Чувствую, как тяжёлые шаги сотрясают землю и всем своим весом давят в голову. Я открыл глаза, рядом тихое похрапывание Мицкевича. Интуитивно начал себя ощупывать, кажется, чего-то не хватает. Ноги целы, торс, плечи, голова, всё в норме, задумался и нашёл – черви утащили гроб. Думаю, и бог с ним, мне-то теперь зачем он?! Прислушался и слышу над собой тихие голоса. Потихоньку руками разгребаю землю, двигаюсь медленно, еле шевелюсь, боясь вспугнуть раньше времени. Через пять минут мой глаз торчал над могилой.

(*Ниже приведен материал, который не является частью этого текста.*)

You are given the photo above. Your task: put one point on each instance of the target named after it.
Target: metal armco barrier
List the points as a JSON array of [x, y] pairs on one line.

Два высоких человека стоят ко мне спиной. На них лёгкие белые плащи с тоненькими чёрными крестами. «Оп-па-па!!!», - чуть не закричал я им в затылок. У меня затрусились пальцы, от избытка адреналина задрожали колени. Ко мне с трудом доносились их слова, и я пошёл на рискованный шаг – вдобавок к своему глазу наверх просунул и ухо. От нервов неуклюже дёрнулась шея, и с могилки потекло несколько земляных ручейков, незнакомцы обернулись и подозрительно окинули меня взглядом, но, скорее всего, приняв мою голову за обыкновенный камень, не придали этому большого значения. «Знаете, Фридрих, пять лет назад в этих местах я убил одного русского человека… Нет-нет, вы не думайте, он заслуживал смерти. Это был последний жулик и контрабандист. И вот теперь, представьте себе, дорогой Фридрих, на днях одна очень уважаемая цыганка нагадала мне смерть от того самого русского. И как вам это нравится?! Не правда ли занятно?» Дальше последовала вызывающая улыбка немца, которая быстро перерастала в его громогласный хохот. Он торжественно поставил ногу на могилу и носком ковырнул её земляной холмик, по сторонам с шелестом разлетелись чёрнозёмные комья. Одновременно из могилы выскочил грязно-белый череп и укусил его за палец. Герцог фон Блюмин в ужасе закричал и, скорчившись от боли, упал обнимать свою окровавленную ногу. Сразу после укуса ногу забрала гангрена, а позже, с полнейшим провалом операции хирурга-самоучки – и самого герцога фон Блюмина. Он скоропостижно скончался в одном из польских госпиталей в возрасте сорока двух лет. Многоуважаемая цыганка умудрилась нажить на этом немалый капитал, а на могилу неизвестного русского война нахлынула волна интуристов.